The Joint Platform of Doctors (JPD) also held the state’s home minister, a portfolio
also held by chief minister Mamata, responsible for the police failing to avert an attack on RG Kar Medical College and Hospital past midnight on August 14.
The so-called chargesheet, a printed document circulated among those who attended a protest meeting at Rani Rashmoni Avenue as well as printed on a large flex that was put up at the venue, did not name Mamata but held the health minister and home minister responsible on many accounts.
“We are not demanding her resignation now. We have only submitted the people’s chargesheet. The trial will now begin and finally the verdict will come out,” said Tamonas Chaudhuri, a senior doctor and a member of the JPD, an umbrella organisation of various senior doctors’ associations who have supported the junior doctors’ protests.
The junior doctors have so far refrained from directly blaming the chief minister for the crime.
The JPD gave the call for the Janatar Chargesheet (people’s chargesheet) programme at Rani Rashmoni Avenue on Saturday.
Besides senior doctors, many junior doctors, civil rights activists and former Supreme Court judge Asok Ganguly spoke at the meeting.
The chargesheet held the state’s health secretary and home secretary responsible for the state of affairs.
“How can an off-duty volunteer have unrestricted access to all parts of a hospital at night? No one stops him? No one notices what he is doing? Even CCTVs fail to record adequate evidence of his movements?

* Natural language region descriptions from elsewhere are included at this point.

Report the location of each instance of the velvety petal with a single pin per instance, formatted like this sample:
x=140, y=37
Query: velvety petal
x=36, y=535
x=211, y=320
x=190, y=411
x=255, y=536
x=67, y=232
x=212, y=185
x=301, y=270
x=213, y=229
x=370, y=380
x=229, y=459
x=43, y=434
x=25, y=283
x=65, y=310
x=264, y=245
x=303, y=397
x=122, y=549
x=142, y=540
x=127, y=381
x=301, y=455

How insecure are doctors and patients in a hospital?... You are being held responsible for this health secretary, minister and associates,” the first charge said.
The second one said: “Five days after the murder, you failed to prevent the attack on August 14 midnight. This again proved how threatened patients and doctors are inside a hospital. The people are holding you responsible, the police commissioner, the minister of the department and the secretary.”
The chargesheet also held the health department responsible for supply of fake medicines and corruption in handling in biomedical waste.
The CBI, which is probing the rape and murder of the 31-year-old postgraduate trainee, filed its primary chargesheet last month and named Sanjay Roy, a civic volunteer, as the lone accused.
Roy was arrested by Kolkata Police the day after the crime. Kolkata Police were then probing the case.
The trial of the case is scheduled to begin at a Sealdah court on Monday.
Debashis Halder, a junior doctor at Medical College Kolkata and one of the faces of the junior doctors’ protests, said that the delay in the Supreme Court would erode people’s faith in the justice delivery system.
“In the Supreme Court, it is tarikh pe tarikh (one date after another). We are not happy with the way the CBI probe has progressed. If a case as sensitive as this one goes this way, think about what common people have to go through to get justice,” Halder said at the meeting.
On Saturday, the West Bengal Junior Doctors’ Association, an outfit of junior doctors different from the West Bengal Junior Doctors’ Front, held a mass convention at Star
Theatre.
The association demanded capital punishment for the guilty in the rape and murder case and wanted it to be pronounced before January 26.